On Sun, Jan 23, 2022 at 9:10 PM Niels Möller nisse@lysator.liu.se wrote:
nisse@lysator.liu.se (Niels Möller) writes:
The current C implementation uses radix 26, and 25 multiplies (32x32 --> 64) per block. And quite a lot of shifts. A radix 32 variant analogous to the above would need 16 long multiplies and 4 short. I'd expect that to be faster on most machines, but I'd have to try that out.
I've tried this out, see attached file. It has an #if 0/1 to choose between radix 64 (depending on the non-standard __int128 type for accumulated products) and radix 32 (portable C).
This is the speed I get for C implementations of poly1305_update on my x86_64 laptop:
Radix 26: 1.2 GByte/s (old code)
Radix 32: 1.3 GByte/s
Radix 64: 2.2 GByte/s
It would be interesting with benchmarks on actual 32-bit hardware, 32-bit ARM likely being the most relevant arch.
For comparison, the current x86_64 asm version: 2.5 GByte/s.
I made a performance test of this patch on the available architectures I have access to.
Arm64 (gcc117 gfarm): * Radix 26: 0.65 GByte/s * Radix 26 (2-way interleaved): 0.92 GByte/s * Radix 32: 0.55 GByte/s * Radix 64: 0.58 GByte/s POWER9: * Radix 26: 0.47 GByte/s * Radix 26 (2-way interleaved): 1.15 GByte/s * Radix 32: 0.52 GByte/s * Radix 64: 0.58 GByte/s Z15: * Radix 26: 0.65 GByte/s * Radix 26 (2-way interleaved): 3.17 GByte/s * Radix 32: 0.82 GByte/s * Radix 64: 1.22 GByte/s
Apparently, the higher radix version has performance improvements on x86_64, powerpc, and s390x but this is not the case for arm64 arch where the performance has a slight hit there.
I tried to compile the new code with -m32 flag on x86_64 but I got "poly1305-internal.c:46:18: error: ‘__int128’ is not supported on this target". Unfortunately, I don't have access to arm 32-bit too.
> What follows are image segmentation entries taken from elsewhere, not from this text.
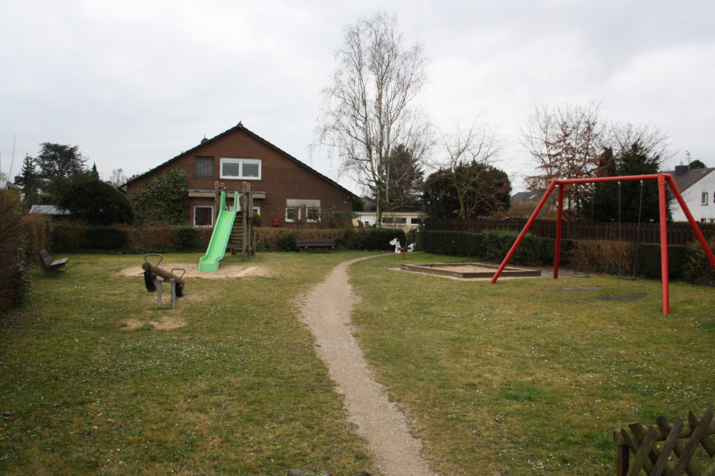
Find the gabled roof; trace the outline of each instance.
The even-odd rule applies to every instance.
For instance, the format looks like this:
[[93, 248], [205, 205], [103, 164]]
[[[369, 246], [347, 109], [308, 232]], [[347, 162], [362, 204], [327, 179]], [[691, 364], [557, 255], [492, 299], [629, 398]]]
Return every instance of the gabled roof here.
[[66, 210], [61, 210], [54, 205], [33, 205], [30, 208], [30, 213], [39, 215], [69, 215]]
[[144, 176], [146, 176], [147, 174], [151, 173], [152, 172], [154, 171], [155, 170], [157, 170], [158, 168], [160, 168], [163, 167], [166, 164], [169, 163], [169, 162], [171, 162], [172, 161], [174, 161], [174, 160], [179, 158], [182, 156], [186, 155], [187, 153], [191, 153], [192, 152], [196, 151], [199, 147], [202, 147], [202, 146], [204, 146], [204, 145], [206, 145], [207, 143], [213, 142], [214, 141], [217, 141], [217, 140], [222, 138], [223, 136], [226, 136], [227, 134], [228, 134], [228, 133], [230, 133], [231, 132], [233, 132], [234, 131], [237, 131], [237, 130], [242, 131], [243, 132], [246, 133], [247, 134], [248, 134], [251, 137], [254, 138], [257, 141], [262, 142], [263, 143], [265, 143], [265, 145], [268, 146], [271, 148], [272, 148], [272, 149], [275, 150], [276, 151], [280, 153], [281, 154], [285, 156], [286, 158], [287, 158], [290, 159], [291, 161], [295, 162], [295, 163], [297, 163], [297, 165], [300, 166], [303, 168], [305, 168], [306, 170], [310, 171], [310, 172], [312, 172], [312, 173], [314, 173], [314, 174], [317, 175], [317, 176], [320, 177], [323, 180], [330, 182], [330, 183], [332, 183], [335, 187], [340, 188], [340, 190], [342, 190], [345, 193], [346, 193], [348, 195], [350, 195], [351, 197], [352, 197], [352, 198], [356, 198], [357, 197], [357, 196], [355, 193], [353, 193], [350, 191], [347, 190], [347, 188], [345, 188], [345, 187], [343, 187], [342, 185], [340, 185], [337, 182], [335, 182], [335, 181], [332, 180], [331, 178], [328, 178], [328, 177], [322, 175], [322, 173], [320, 173], [320, 172], [318, 172], [317, 171], [316, 171], [315, 168], [312, 168], [312, 167], [310, 167], [309, 166], [306, 165], [305, 163], [303, 163], [302, 162], [301, 162], [300, 161], [299, 161], [296, 158], [293, 157], [292, 156], [291, 156], [290, 153], [288, 153], [285, 151], [283, 151], [282, 149], [277, 147], [276, 146], [274, 146], [270, 142], [268, 142], [268, 141], [266, 141], [265, 138], [263, 138], [260, 136], [259, 136], [259, 135], [257, 135], [256, 133], [254, 133], [253, 132], [251, 132], [247, 128], [246, 128], [246, 127], [244, 126], [244, 125], [242, 124], [240, 122], [239, 122], [236, 126], [232, 127], [231, 128], [227, 129], [226, 131], [224, 131], [223, 132], [222, 132], [218, 136], [216, 136], [215, 137], [212, 137], [210, 139], [207, 139], [207, 138], [202, 139], [201, 141], [201, 143], [199, 144], [198, 144], [197, 146], [196, 146], [194, 147], [192, 147], [192, 148], [189, 149], [188, 151], [185, 151], [184, 152], [182, 152], [178, 156], [176, 156], [175, 157], [172, 157], [172, 158], [169, 158], [166, 162], [164, 162], [162, 163], [159, 164], [158, 166], [157, 166], [154, 168], [152, 168], [152, 169], [147, 171], [147, 172], [144, 172], [142, 175], [137, 176], [134, 177], [134, 178], [128, 181], [124, 185], [120, 186], [119, 188], [126, 190], [127, 186], [129, 185], [129, 183], [134, 182], [134, 181], [136, 181], [136, 180], [137, 180], [139, 178], [141, 178], [142, 177], [144, 177]]
[[715, 171], [715, 167], [709, 167], [706, 168], [691, 168], [688, 171], [681, 173], [680, 175], [676, 175], [674, 171], [666, 172], [666, 173], [670, 173], [673, 176], [673, 178], [675, 180], [675, 184], [678, 186], [678, 190], [679, 190], [681, 193], [683, 193], [691, 186], [695, 185], [700, 179], [703, 178], [705, 176], [708, 175], [713, 171]]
Also, I've disassembled the update function of Radix 64 and none of the architectures has made use of SIMD support (including x86_64 that hasn't used XMM registers which is standard for this arch, I don't know if gcc supports such behavior for C compiling but I'm aware that MSVC takes advantage of that standardization for further optimization on compiled C code).
I'm trying to implement the radix 64 using SIMD to see if we can get any performance boost, I'll post the result once I get done with it.
regards, Mamone
If I understood correctly, the suggestion to use radix 26 in djb's original paper was motivated by a high-speed implementation using floating point arithmetic (possibly in combination with SIMD), where the product of two 26-bit integers can be represented exactly in an IEEE double (but it gets a bit subtle if we want to accumulate several products), I haven't really looked into implementing poly1305 with either floating point or SIMD.
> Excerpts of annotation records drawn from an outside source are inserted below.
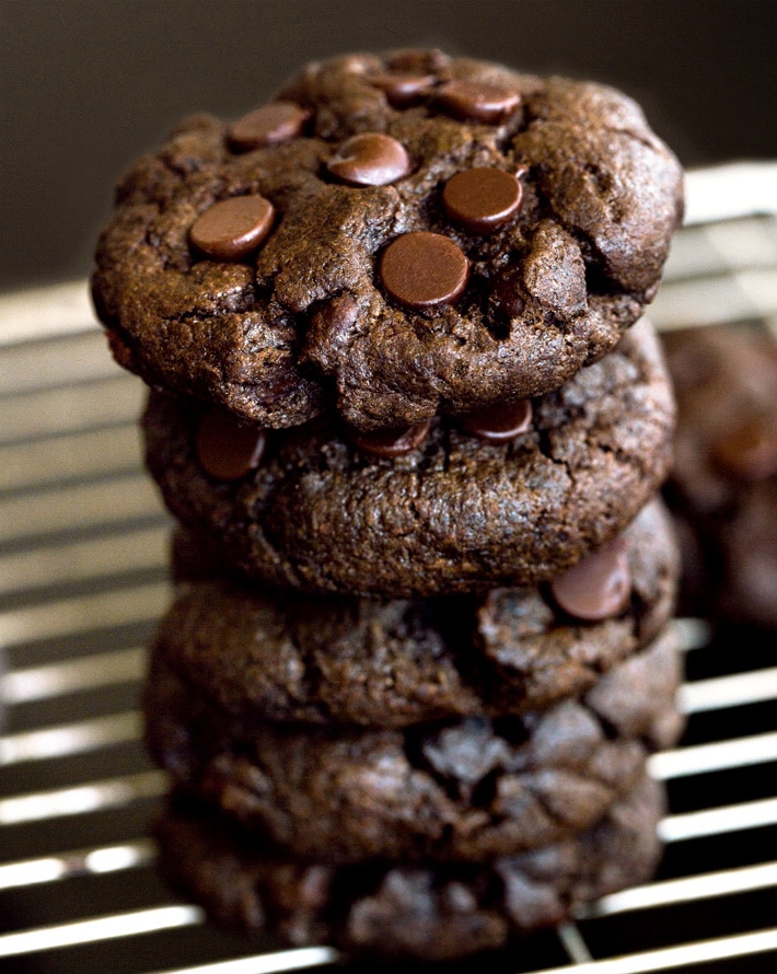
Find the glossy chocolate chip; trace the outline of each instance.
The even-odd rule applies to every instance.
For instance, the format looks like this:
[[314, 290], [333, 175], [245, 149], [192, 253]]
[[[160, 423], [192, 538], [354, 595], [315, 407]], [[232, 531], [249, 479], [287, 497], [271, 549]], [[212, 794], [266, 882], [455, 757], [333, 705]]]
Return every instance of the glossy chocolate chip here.
[[198, 217], [189, 240], [214, 260], [242, 260], [267, 237], [274, 217], [272, 204], [264, 196], [233, 196]]
[[754, 417], [712, 444], [712, 460], [742, 480], [766, 480], [777, 474], [777, 424]]
[[217, 480], [239, 480], [262, 462], [267, 433], [262, 427], [246, 426], [225, 409], [209, 409], [197, 427], [199, 465]]
[[477, 167], [456, 173], [445, 183], [445, 212], [469, 233], [491, 233], [518, 212], [523, 188], [512, 173]]
[[399, 71], [382, 71], [367, 79], [373, 88], [385, 92], [386, 100], [394, 108], [405, 108], [420, 101], [433, 86], [433, 74], [405, 74]]
[[277, 146], [301, 135], [309, 117], [309, 113], [293, 102], [270, 102], [239, 118], [230, 127], [228, 138], [233, 149], [244, 152]]
[[439, 93], [441, 107], [455, 118], [498, 125], [518, 108], [518, 92], [480, 81], [449, 81]]
[[350, 186], [386, 186], [411, 166], [402, 142], [382, 132], [361, 132], [346, 139], [326, 167]]
[[450, 237], [426, 230], [397, 236], [383, 252], [380, 267], [386, 291], [417, 310], [450, 304], [466, 287], [469, 262]]
[[631, 595], [631, 572], [622, 537], [550, 582], [557, 604], [569, 615], [598, 622], [619, 615]]
[[431, 420], [416, 422], [414, 426], [403, 426], [399, 429], [379, 429], [371, 432], [362, 432], [361, 430], [349, 428], [348, 439], [363, 450], [366, 453], [372, 453], [374, 456], [402, 456], [403, 453], [409, 453], [417, 450], [429, 434]]
[[523, 436], [532, 427], [532, 401], [499, 404], [469, 413], [462, 418], [462, 427], [468, 433], [491, 443], [505, 443]]

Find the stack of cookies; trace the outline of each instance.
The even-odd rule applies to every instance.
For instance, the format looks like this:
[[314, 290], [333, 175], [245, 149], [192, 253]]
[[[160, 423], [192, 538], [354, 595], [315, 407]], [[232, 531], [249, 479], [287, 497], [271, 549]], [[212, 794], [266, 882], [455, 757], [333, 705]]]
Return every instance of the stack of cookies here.
[[681, 195], [617, 92], [426, 50], [119, 185], [95, 305], [182, 525], [156, 835], [214, 920], [451, 959], [654, 868]]

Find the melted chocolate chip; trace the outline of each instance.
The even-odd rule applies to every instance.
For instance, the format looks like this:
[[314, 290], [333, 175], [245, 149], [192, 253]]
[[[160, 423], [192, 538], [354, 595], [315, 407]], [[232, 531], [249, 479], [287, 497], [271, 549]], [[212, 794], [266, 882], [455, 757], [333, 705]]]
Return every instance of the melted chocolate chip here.
[[229, 130], [233, 149], [246, 152], [289, 142], [301, 135], [310, 115], [293, 102], [270, 102], [239, 118]]
[[599, 622], [619, 615], [631, 595], [631, 572], [623, 537], [550, 582], [550, 591], [560, 608], [584, 622]]
[[523, 188], [512, 173], [477, 167], [456, 173], [442, 190], [442, 205], [469, 233], [492, 233], [518, 211]]
[[430, 426], [431, 420], [427, 419], [424, 422], [415, 424], [415, 426], [379, 429], [371, 432], [362, 432], [349, 427], [348, 439], [359, 450], [372, 453], [374, 456], [402, 456], [403, 453], [409, 453], [421, 445], [429, 433]]
[[385, 92], [389, 104], [394, 108], [405, 108], [420, 101], [437, 79], [433, 74], [405, 74], [398, 71], [382, 71], [367, 79], [373, 88]]
[[482, 440], [491, 443], [505, 443], [523, 436], [532, 426], [532, 401], [519, 399], [517, 403], [499, 404], [469, 413], [462, 418], [462, 427]]
[[455, 118], [499, 125], [521, 104], [521, 95], [498, 84], [449, 81], [439, 94], [442, 108]]
[[754, 417], [712, 444], [712, 460], [742, 480], [766, 480], [777, 474], [777, 429]]
[[197, 460], [217, 480], [239, 480], [262, 462], [267, 433], [245, 426], [225, 409], [209, 409], [197, 427]]
[[450, 304], [466, 287], [469, 262], [450, 237], [429, 231], [397, 236], [383, 252], [381, 280], [389, 293], [418, 310]]
[[361, 132], [346, 139], [326, 167], [351, 186], [386, 186], [411, 166], [402, 142], [382, 132]]
[[267, 237], [275, 209], [264, 196], [222, 199], [195, 220], [189, 240], [214, 260], [242, 260]]

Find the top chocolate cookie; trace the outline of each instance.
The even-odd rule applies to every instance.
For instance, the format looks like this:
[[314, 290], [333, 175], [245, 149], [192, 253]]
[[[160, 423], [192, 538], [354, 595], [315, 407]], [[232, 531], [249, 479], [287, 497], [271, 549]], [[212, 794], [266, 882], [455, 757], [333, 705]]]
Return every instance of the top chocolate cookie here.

To improve test coverage, I've also extended poly1305 tests with tests on random inputs, with results compared to a reference implementation based on gmp/mini-gmp. I intend to merge those testing changes soon. See
https://gitlab.com/gnutls/nettle/-/commit/b48217c8058676c8cd2fd12cdeba457755... .
Unfortunately, the http interface of the main git repo at Lysator is inaccessible at the moment due to an expired certificate; should be fixed in a day or two.
Regards, /Niels
-- Niels Möller. PGP key CB4962D070D77D7FCB8BA36271D8F1FF368C6677. Internet email is subject to wholesale government surveillance.